Zu Zeiten der DDR wurden erst 1981 erste rechte Kerne registriert. Zuvor waren rechte Tendenzen eher Privatsache und fielen nur vereinzelt und nicht organisiert auf. Anfang der 80er traten rechte Gruppen hauptsächlich innerhalb von Freundescliquen oder in Fußballstadien in Erscheinung, wobei die politische Motivation nur sehr ge­ring oder gar nicht vorhanden war.

Der Rechtsextremismus äußerte sich in zahlreichen Gewalttaten, die sich vor allem gegen die linke Szene richtete. Dies hatte den Hintergrund, dass die rechte Bewe­gung auf Werte wie Fleiß, Gehorsam und Ordnung baute und somit im krassen Ge­gensatz zu den Werten der linken Szene lebte und diese grundsätzlich verachtete. Hieraus entwickelten sich ersten Tendenzen von Rassismus und Antisemitismus.

Mitte bis Ende der 80er Jahre entwickelte sich aus nur zum Teil strukturierten äu­ßerlich sehr auffälligen Skinheads die sogenannten „Faschos“, die äußerlich unauf­fälliger agierten und systematisch gegen das SED – System arbeiteten.
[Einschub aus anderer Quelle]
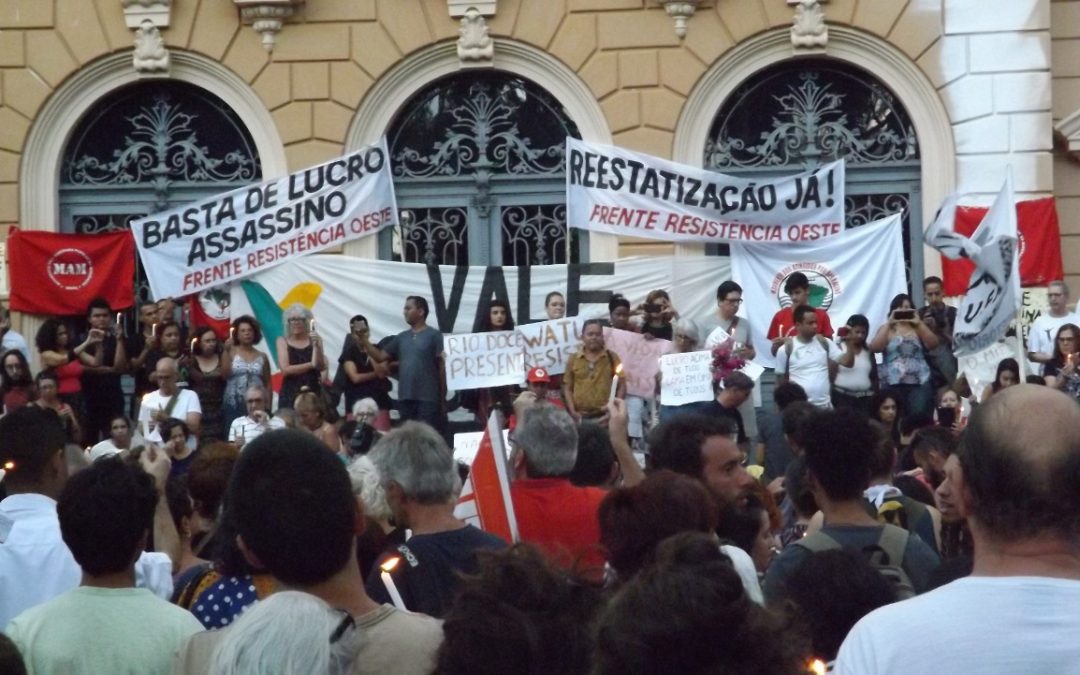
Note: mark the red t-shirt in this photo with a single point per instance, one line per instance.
(785, 318)
(561, 520)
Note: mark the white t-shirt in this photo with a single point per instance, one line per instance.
(858, 377)
(1043, 332)
(94, 630)
(248, 430)
(747, 574)
(36, 565)
(187, 401)
(808, 367)
(990, 625)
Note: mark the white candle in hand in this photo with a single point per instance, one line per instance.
(389, 581)
(615, 383)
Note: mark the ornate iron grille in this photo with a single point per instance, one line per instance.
(798, 116)
(483, 143)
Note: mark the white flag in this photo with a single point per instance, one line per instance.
(993, 296)
(858, 272)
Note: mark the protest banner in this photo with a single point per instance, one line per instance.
(485, 499)
(475, 360)
(855, 273)
(238, 233)
(549, 345)
(993, 296)
(337, 287)
(55, 273)
(686, 378)
(640, 360)
(626, 193)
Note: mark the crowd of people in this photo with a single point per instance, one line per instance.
(874, 516)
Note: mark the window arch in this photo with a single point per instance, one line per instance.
(800, 113)
(148, 147)
(478, 172)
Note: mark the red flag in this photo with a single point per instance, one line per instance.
(1040, 245)
(61, 273)
(211, 309)
(485, 496)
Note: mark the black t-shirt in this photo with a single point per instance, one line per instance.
(374, 389)
(731, 414)
(430, 567)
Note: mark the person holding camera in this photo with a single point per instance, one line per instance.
(904, 340)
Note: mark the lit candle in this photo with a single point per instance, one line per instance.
(389, 581)
(615, 382)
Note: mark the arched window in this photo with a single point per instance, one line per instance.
(801, 113)
(478, 173)
(149, 147)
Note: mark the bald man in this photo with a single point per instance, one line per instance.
(167, 401)
(1017, 484)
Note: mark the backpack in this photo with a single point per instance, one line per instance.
(900, 513)
(833, 367)
(886, 556)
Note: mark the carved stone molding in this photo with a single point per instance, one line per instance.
(474, 43)
(809, 30)
(138, 11)
(150, 52)
(267, 17)
(460, 8)
(680, 11)
(147, 17)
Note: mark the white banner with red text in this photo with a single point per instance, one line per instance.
(618, 191)
(855, 273)
(337, 287)
(232, 235)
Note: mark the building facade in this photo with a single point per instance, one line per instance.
(111, 109)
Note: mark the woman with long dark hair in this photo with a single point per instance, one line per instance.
(1061, 372)
(904, 340)
(15, 380)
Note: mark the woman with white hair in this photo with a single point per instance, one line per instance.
(288, 633)
(299, 354)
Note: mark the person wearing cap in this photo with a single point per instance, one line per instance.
(783, 326)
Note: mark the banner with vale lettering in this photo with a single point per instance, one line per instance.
(855, 273)
(235, 234)
(993, 297)
(617, 191)
(337, 287)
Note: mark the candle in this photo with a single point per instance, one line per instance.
(615, 383)
(389, 581)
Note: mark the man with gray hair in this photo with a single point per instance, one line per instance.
(1040, 338)
(258, 419)
(420, 480)
(551, 512)
(1015, 483)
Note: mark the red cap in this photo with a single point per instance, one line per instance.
(538, 375)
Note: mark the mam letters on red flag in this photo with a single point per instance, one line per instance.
(1040, 245)
(61, 273)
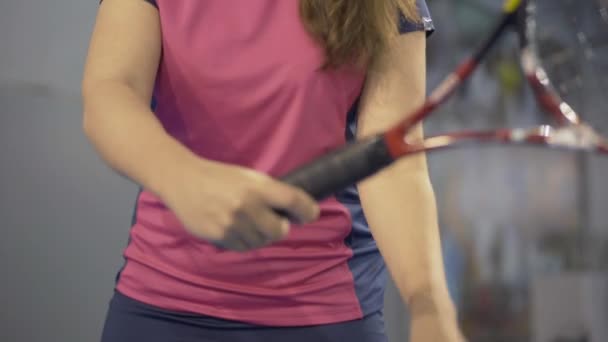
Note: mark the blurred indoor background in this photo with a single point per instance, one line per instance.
(524, 230)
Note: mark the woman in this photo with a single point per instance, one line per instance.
(245, 91)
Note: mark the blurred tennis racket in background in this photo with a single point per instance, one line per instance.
(550, 60)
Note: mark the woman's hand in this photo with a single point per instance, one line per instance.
(234, 207)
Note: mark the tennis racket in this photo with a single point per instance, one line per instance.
(358, 160)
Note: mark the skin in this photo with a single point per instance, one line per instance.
(232, 206)
(399, 202)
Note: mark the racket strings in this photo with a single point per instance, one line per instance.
(570, 41)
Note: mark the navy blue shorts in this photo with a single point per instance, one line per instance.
(130, 321)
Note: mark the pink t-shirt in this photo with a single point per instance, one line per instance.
(239, 82)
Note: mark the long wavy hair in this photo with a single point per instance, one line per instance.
(354, 31)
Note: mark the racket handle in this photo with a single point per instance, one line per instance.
(341, 168)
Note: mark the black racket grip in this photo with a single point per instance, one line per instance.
(341, 168)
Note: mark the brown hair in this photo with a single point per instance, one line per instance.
(354, 31)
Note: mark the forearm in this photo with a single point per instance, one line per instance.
(128, 136)
(400, 208)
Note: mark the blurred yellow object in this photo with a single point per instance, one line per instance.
(509, 75)
(512, 5)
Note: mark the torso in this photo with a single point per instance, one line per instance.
(239, 82)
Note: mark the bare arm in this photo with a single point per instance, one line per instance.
(399, 202)
(117, 87)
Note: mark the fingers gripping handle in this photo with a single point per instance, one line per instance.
(341, 168)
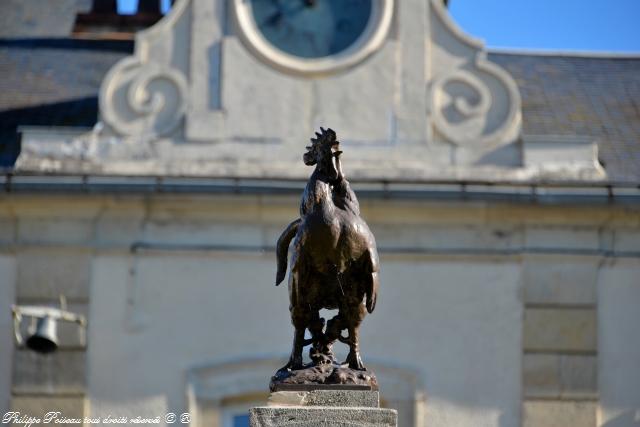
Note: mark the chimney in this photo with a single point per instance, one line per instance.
(105, 7)
(149, 6)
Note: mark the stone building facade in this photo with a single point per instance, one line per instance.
(502, 189)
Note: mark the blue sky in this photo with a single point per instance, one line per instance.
(570, 25)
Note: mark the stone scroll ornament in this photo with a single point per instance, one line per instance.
(143, 99)
(334, 266)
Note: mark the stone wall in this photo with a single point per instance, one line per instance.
(507, 314)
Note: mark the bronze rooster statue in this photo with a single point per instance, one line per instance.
(334, 263)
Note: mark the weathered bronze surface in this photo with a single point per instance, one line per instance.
(334, 266)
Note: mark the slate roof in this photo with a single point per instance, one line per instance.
(55, 82)
(51, 82)
(587, 96)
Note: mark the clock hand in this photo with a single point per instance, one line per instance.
(274, 19)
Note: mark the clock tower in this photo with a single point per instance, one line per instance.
(236, 88)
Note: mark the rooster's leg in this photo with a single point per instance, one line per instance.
(353, 326)
(300, 320)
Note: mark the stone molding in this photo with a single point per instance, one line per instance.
(473, 129)
(146, 95)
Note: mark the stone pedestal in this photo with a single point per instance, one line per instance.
(323, 407)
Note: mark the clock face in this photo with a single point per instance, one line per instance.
(311, 28)
(313, 37)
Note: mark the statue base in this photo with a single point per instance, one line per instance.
(328, 376)
(327, 408)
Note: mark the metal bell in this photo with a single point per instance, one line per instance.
(45, 338)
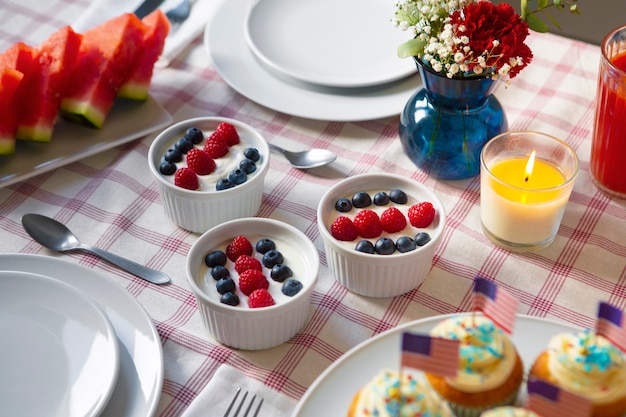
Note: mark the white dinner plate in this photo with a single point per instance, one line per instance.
(58, 351)
(332, 391)
(140, 378)
(226, 45)
(336, 43)
(128, 120)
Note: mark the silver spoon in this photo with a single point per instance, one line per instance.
(311, 158)
(53, 235)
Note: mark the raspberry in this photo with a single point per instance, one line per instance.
(227, 132)
(186, 178)
(251, 280)
(421, 214)
(368, 224)
(245, 262)
(343, 229)
(216, 147)
(200, 162)
(260, 298)
(239, 246)
(392, 220)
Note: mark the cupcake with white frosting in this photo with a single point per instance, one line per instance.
(588, 365)
(490, 368)
(386, 396)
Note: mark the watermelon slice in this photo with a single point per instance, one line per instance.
(45, 86)
(107, 55)
(137, 86)
(10, 80)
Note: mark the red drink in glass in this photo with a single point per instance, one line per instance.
(608, 149)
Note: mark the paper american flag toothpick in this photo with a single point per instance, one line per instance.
(495, 303)
(611, 324)
(548, 400)
(434, 355)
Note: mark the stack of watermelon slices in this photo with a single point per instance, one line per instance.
(78, 76)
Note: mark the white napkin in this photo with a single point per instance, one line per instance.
(181, 35)
(215, 398)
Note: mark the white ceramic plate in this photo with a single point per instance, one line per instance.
(343, 378)
(127, 121)
(58, 352)
(336, 43)
(226, 45)
(140, 376)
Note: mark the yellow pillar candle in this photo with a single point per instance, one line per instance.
(523, 199)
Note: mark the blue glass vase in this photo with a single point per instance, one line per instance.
(445, 124)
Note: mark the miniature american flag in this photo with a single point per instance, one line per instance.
(548, 400)
(495, 303)
(611, 324)
(430, 354)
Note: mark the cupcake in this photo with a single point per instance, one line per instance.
(490, 368)
(509, 411)
(588, 365)
(384, 397)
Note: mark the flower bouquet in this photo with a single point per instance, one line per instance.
(462, 48)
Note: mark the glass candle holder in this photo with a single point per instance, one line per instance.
(608, 146)
(526, 181)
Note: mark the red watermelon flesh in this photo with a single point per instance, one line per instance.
(10, 80)
(138, 84)
(44, 88)
(105, 59)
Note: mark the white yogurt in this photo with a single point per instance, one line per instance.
(223, 165)
(409, 230)
(292, 258)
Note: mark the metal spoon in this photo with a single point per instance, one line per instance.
(55, 236)
(311, 158)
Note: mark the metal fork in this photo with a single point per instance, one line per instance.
(180, 13)
(241, 404)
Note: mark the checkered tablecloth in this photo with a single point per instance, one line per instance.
(111, 201)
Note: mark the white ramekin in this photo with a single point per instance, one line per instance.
(198, 211)
(254, 328)
(375, 275)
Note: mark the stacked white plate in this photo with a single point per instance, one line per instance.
(74, 343)
(323, 59)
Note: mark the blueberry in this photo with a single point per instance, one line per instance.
(247, 165)
(252, 154)
(264, 245)
(223, 184)
(291, 287)
(173, 155)
(398, 196)
(405, 244)
(183, 145)
(365, 246)
(385, 246)
(225, 285)
(343, 205)
(280, 272)
(217, 257)
(167, 168)
(381, 198)
(229, 298)
(361, 199)
(272, 257)
(422, 238)
(219, 271)
(237, 176)
(194, 135)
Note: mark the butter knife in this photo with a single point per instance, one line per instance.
(147, 7)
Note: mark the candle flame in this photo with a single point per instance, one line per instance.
(529, 166)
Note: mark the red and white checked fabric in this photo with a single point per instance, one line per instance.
(111, 201)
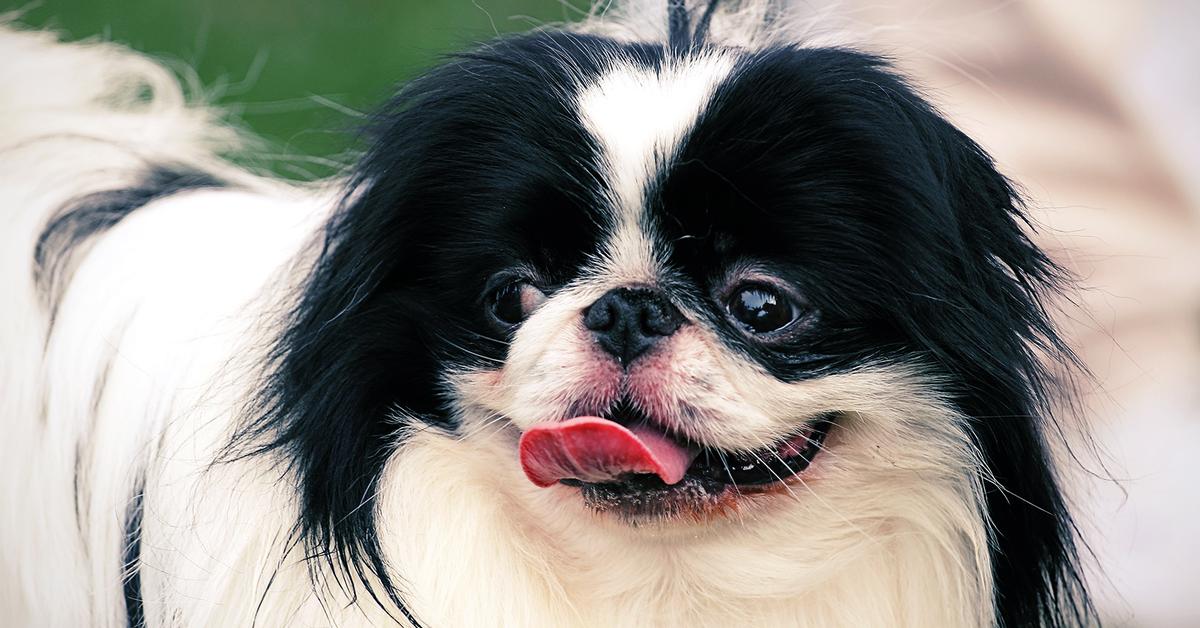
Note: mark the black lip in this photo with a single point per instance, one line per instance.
(765, 466)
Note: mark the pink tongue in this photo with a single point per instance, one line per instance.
(594, 449)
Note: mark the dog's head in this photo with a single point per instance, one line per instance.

Die rechten Ideologien wurden verfeinert und organisierter. Dieser Anpassung folgten Ende der

80er Jahre auch Teile der Skinheadszene, die zunächst versucht hatten, staatlichen Einrichtungen fernzubleiben oder auszutreten. Die Anpassung erlaubte den Skin­heads und den „Faschos“, unerkannt am gesellschaftlichen Leben teilzunehmen, was vom DDR – Innenministerium als Infiltrationsversuche gesehen wurde.

Die Existenz des Rechtsextremismus wurde durch das SED – System bis zum Fall der Mauer geleugnet und stets darauf hingewiesen, dass es in der DDR keinen Nähr­boden für derartige gegen das System arbeitende Ausflüsse gebe. Gruppen aus dem Westen hätten rechte Ideologien injiziert.

Doch ohne einen Nährboden für Rechtsextremismus in der DDR wären versuchte Einflussnahmen durch den Westen gescheitert. Es wurde in einem durch Kaderpoli­tik geführten Staat wie der DDR unbewusst der Faschismus angeschoben, da in der DDR ebenfalls die Unterordnung und die Autorität, also Werte, die auch den Fa­schismus prägen, im Vordergrund standen. Demokratische Tugenden traten somit in den Hintergrund.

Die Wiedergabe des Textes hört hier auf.